My work has long been focused on the intersection of user acquisition and product experience — from scaling a crypto ad network to creating immersive gaming ecosystems. And one thing has become very clear to me: Web3 is not going to be adopted as a concept. It will be adopted through products that simply work better.
Web3 is fragmenting — and that’s a good thing
Over the next couple of years, we’re going to see both mass adoption and fragmentation happening at the same time. The idea of one unified Web3 ecosystem is fading. Instead, we’re moving toward vertical-specific solutions — gaming, RWAs, AI infrastructure, identity systems.
Users won’t care about chains. They won’t even think about Web3. They’ll just use products that deliver better outcomes, smoother experiences, and real ownership. Blockchain will become an invisible layer — and that’s exactly where it should be.
The real problem: noise, not competition
The market today isn’t just competitive - it’s noisy. Most projects are still focused on features instead of value, token mechanics instead of user experience.
What actually matters is simple:
- clear positioning
- real traction
- consistent narrative
Distribution is also heavily underestimated. You can build a great product, but without a system to reach the right audience, it won’t scale.
Marketing in Web3 has fundamentally changed
In the ICO era, marketing was driven by speculation. In DeFi, it was yield. Today, it’s about utility, ownership, and experience.
Users are much more sophisticated now. You can’t “sell” them with hype anymore. You have to earn trust - through product quality, content, and community.
Marketing is no longer about pushing tokens. It’s about building long-term relationships.
What will drive the next bull cycle
From my perspective, three sectors will dominate:
- Gaming — because it’s the fastest way to onboard millions of users
- AI + Web3 — especially identity, data ownership, and agent economies
- RWAs — because institutions are ready, but UX needs to improve
Gaming brings users. AI and RWAs bring capital.
Storytelling is not optional - it’s foundational
People don’t enter Web3 through whitepapers. They enter through emotions - curiosity, story, experience.
Storytelling creates context. Education removes fear. Together, they make Web3 accessible.
In Chainers, we build lore-driven worlds. In Bitmedia, we focus on educational formats. Different tools - same goal: make Web3 feel natural.
Why gamification works and why most get it wrong
Web3 users want to be engaged - not educated through friction. Even hardcore crypto users are still gamers at heart.
They don’t want to analyze tokenomics. They want to feel something.
That’s why playable formats are becoming so powerful. When users can interact with a product before even signing up, conversion changes completely. They’re no longer passive - they’re part of the experience.
Emotion > incentives
A lot of projects rely too heavily on rewards. That’s a mistake.
If users come only for tokens, they leave just as fast.
Real retention comes from emotional connection:
- story
- character
- sense of belonging
Mechanics like quests or leaderboards help, but they’re amplifiers, not the core.

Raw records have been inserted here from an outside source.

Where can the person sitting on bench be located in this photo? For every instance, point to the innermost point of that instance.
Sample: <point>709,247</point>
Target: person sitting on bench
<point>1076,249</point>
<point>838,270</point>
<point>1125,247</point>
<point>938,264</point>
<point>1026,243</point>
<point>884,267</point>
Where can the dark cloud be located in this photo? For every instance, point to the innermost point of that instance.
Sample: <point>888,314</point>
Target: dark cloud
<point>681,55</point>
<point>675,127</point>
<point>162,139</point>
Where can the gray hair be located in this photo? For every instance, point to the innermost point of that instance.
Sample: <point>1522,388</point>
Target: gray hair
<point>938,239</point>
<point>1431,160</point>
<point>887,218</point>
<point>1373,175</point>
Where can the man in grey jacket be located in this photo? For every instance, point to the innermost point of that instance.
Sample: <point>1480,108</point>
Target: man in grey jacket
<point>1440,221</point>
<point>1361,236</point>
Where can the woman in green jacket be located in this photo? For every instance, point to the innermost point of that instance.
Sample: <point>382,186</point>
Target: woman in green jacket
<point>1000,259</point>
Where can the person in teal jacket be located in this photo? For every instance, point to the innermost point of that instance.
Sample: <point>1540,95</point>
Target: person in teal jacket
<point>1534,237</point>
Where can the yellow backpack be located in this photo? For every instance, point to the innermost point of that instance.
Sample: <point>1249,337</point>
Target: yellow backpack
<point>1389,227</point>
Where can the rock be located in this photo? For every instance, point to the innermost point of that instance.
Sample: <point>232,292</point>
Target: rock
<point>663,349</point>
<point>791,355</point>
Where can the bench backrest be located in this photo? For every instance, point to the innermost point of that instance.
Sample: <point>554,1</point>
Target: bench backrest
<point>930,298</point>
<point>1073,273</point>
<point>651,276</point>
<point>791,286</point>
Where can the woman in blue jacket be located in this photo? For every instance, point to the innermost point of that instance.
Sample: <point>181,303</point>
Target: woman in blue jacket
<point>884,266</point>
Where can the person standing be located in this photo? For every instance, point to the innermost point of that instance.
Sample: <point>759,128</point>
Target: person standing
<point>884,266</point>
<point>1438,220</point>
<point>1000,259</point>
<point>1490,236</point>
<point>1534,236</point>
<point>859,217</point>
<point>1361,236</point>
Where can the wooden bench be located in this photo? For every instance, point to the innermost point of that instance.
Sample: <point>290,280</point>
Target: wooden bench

The future: agentic marketing and invisible Web3
We’re moving toward a world where AI agents will run a significant part of marketing - from targeting to optimization to campaign execution.
At the same time, Web3 itself will become invisible. Wallets, on-chain data, identity - everything will be abstracted away.
The winning products will be the ones that combine:
- great UX
- strong narrative
- intelligent distribution
Final thought
The next wave of Web3 won’t be driven by speculation. It will be driven by experience.
If we want to reach millions of users, we need to stop building for crypto-native audiences and start building for humans.
Entertainment, education, and ownership - that’s the combination that will take us there.